Singapore's Administration of Muslim Law Act, enacted in 1968, recognises the importance of the local context, he noted, citing how it allows the Fatwa Committee to follow the tenets of various accepted schools of Muslim law - as long as these are not opposed to the public interest. And to safeguard public interest, the committee is allowed to re-examine rulings if new circumstances or knowledge comes to light.
He cited a 2007 fatwa which revised an earlier ruling that excluded Muslims from the Human Organ Transplant Act. The committee concluded that amending the act to include Muslims would ultimately promote public interest and welfare, said Dr Yaacob.

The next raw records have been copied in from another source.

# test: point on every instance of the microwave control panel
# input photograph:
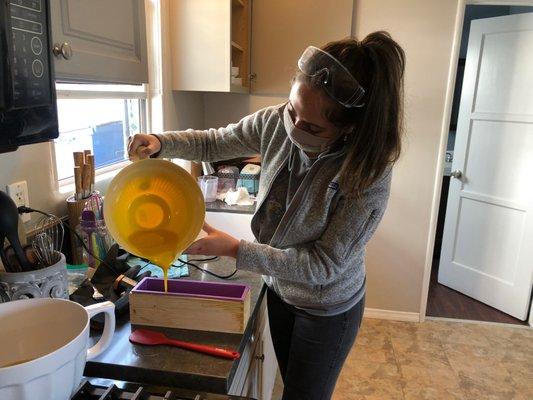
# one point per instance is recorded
(30, 53)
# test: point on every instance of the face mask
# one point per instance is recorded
(302, 139)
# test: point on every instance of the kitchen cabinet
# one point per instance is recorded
(281, 30)
(99, 41)
(208, 37)
(256, 374)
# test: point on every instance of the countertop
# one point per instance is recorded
(175, 367)
(220, 206)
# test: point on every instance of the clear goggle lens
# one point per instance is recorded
(338, 82)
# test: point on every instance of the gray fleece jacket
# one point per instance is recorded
(314, 258)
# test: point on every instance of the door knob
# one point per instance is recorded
(457, 174)
(63, 50)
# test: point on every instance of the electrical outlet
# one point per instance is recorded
(18, 191)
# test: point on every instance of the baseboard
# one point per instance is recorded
(377, 313)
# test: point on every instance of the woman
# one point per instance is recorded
(326, 169)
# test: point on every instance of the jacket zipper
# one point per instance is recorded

"Such dynamism inherent in Islamic jurisprudence enables the Fatwa Committee to adapt and provide timely and relevant guidance in an ever-changing world," he added.
Issues facing Muslim communities will only become more complex and multi-faceted. This means novel issues may arise for which no precedents exist, he said.
The committee therefore invites experts and professionals in diverse fields, from biomedicine to finance, to provide inputs.
Singapore must also have a viable pipeline of homegrown religious leaders anchored in its multiracial, multi-religious context, and this is why Muis is looking at setting up an Islamic college here, said Dr Yaacob. The plan for such a college was announced last year.
Having this college will help religious graduates appreciate the local context and constraints - "something only a homegrown institution can achieve". Muis will evaluate overseas models and practices, and adopt those relevant to Singapore's context, he said. "We will require time, expertise and the community's support to turn this idea into reality."